Little is reported officially about the role of India’s large business houses in big bank frauds and continuously growing NPAs. This is despite the fact that an overwhelming percentage of bad loans are on account of big business borrowers.
While genuine and small defaulters are punished regularly, bullied by bank-engaged private musclemen or bouncers for loan recovery and their personal assets are seized, big business defaulters often go scot free. Many take shelter outside the country.
Three years ago, this government asked banks to provide passport details of people associated with soured loans of more than Rs.50 crore.
In the case of ABG Shipyard, the lenders obviously failed to properly assess the chances of revival before agreeing to the loan restructure. Who were the assessors? Did they act under political or other external pressure? Why fresh look out notices against the fraudsters now?
During the financial year 2019-20, the lender banks declared the ABG Shipyard account as ‘fraud’. Why did it take this long for CBI to file FIR against the directors of ABG Shipyard and ABG International Private Limited?
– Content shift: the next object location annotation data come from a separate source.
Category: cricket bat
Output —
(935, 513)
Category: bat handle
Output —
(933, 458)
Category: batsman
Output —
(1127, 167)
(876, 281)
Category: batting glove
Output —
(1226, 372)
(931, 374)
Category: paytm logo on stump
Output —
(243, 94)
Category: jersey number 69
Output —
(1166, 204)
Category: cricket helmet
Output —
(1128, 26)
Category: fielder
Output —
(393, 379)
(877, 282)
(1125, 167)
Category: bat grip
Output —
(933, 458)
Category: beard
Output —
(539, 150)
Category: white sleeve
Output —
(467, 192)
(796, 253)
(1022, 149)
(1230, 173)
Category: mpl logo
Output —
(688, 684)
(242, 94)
What prevented the arrest of the offenders?
Interestingly, many of the big bank defaulters are NRIs though they live mostly on India-based business operations. A good number of them have multiple passports and residences in tax havens. The law and the legal system seem to be soft on them in India compared to those in North America, Europe and Asia.
Diamantaire Mehul Choksi has been happily hiding in Antigua and Barbuda since 2018 after leaving India. Nirav Modi, nephew of Mehul Choksi, continues to cool his heels in a UK jail as he is afraid of ‘poor conditions’ of Indian jails.
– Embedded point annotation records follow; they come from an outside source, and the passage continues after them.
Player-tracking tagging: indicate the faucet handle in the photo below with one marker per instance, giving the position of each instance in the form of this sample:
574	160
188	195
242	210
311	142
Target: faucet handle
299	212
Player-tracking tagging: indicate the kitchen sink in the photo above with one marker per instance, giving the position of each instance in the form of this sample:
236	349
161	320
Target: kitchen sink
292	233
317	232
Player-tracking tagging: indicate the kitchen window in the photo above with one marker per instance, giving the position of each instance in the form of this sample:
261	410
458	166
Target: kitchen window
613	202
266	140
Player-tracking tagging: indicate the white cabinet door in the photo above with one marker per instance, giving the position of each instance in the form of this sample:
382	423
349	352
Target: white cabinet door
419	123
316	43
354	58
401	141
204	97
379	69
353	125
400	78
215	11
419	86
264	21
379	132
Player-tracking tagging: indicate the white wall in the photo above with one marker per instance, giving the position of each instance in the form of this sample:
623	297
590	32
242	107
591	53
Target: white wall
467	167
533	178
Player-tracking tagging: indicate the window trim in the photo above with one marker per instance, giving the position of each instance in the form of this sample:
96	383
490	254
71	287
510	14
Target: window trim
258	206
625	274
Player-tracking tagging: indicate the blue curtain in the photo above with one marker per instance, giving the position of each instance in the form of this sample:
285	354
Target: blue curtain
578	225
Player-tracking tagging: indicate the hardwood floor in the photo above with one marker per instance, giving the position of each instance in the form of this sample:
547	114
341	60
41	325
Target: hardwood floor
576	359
Vijay Mallya, a big bank fraud accused in India, has been living in the UK ever since he managed to leave the country on March 2, 2016. Banks are still anxiously awaiting Mallya's extradition with the hope that the money they lent to the former Kingfisher boss will be returned to them.
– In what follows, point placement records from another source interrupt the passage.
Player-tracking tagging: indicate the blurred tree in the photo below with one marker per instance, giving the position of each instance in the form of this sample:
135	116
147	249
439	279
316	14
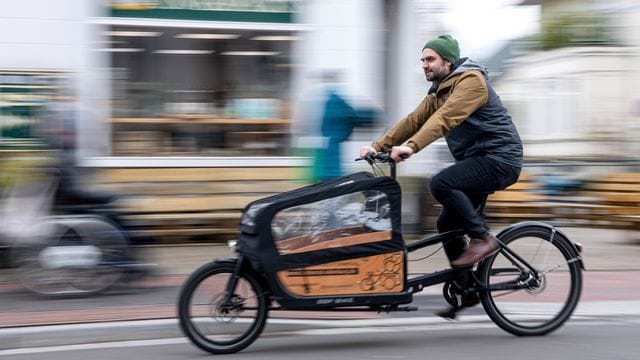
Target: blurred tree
575	29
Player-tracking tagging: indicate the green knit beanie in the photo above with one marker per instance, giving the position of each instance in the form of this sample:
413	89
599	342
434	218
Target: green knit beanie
446	46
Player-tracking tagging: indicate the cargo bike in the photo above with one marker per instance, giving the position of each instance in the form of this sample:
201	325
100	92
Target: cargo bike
338	245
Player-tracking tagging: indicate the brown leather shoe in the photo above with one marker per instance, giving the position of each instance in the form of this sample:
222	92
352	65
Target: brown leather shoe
478	250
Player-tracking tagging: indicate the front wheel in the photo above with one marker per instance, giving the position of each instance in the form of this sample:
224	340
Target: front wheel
214	324
529	302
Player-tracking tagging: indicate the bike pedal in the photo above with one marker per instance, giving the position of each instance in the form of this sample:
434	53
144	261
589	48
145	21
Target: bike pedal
408	308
In advanced countries, bank fraud is regarded as a felony. In the US, conviction for bank fraud carries imprisonment of up to 30 years and/or a fine of up to $1 million.
Many feel that collusion among top bank officials, powerful political bosses and rampant nepotism has allowed big businesses to loot India's banking system. According to a list compiled by All India Bank Employees Association, the largest body of bank employees, 17 public sector banks had, as on September 30, 2019, a total of 2,426 wilful-defaulter loan accounts worth Rs.1.5 lakh crore.
Those wilful defaulters included ABG Shipyard, Kingfisher Airlines, Rotomac, Nakshatra Brands, Amtek Auto, Diamond Power Infrastructure, Siddhi Vinayak Logistics, Deccan Chronicle Holdings, Ashapura Garments, Electrotherm India, Nakoda, VMC Systems, Varun Industries, Zoom Developers, among several others.
These are accounts where borrowers are not willing to pay despite their having a repayment capacity to a substantial extent. Hence, an element of criminality undoubtedly exists. After all, banks are dealing with public money.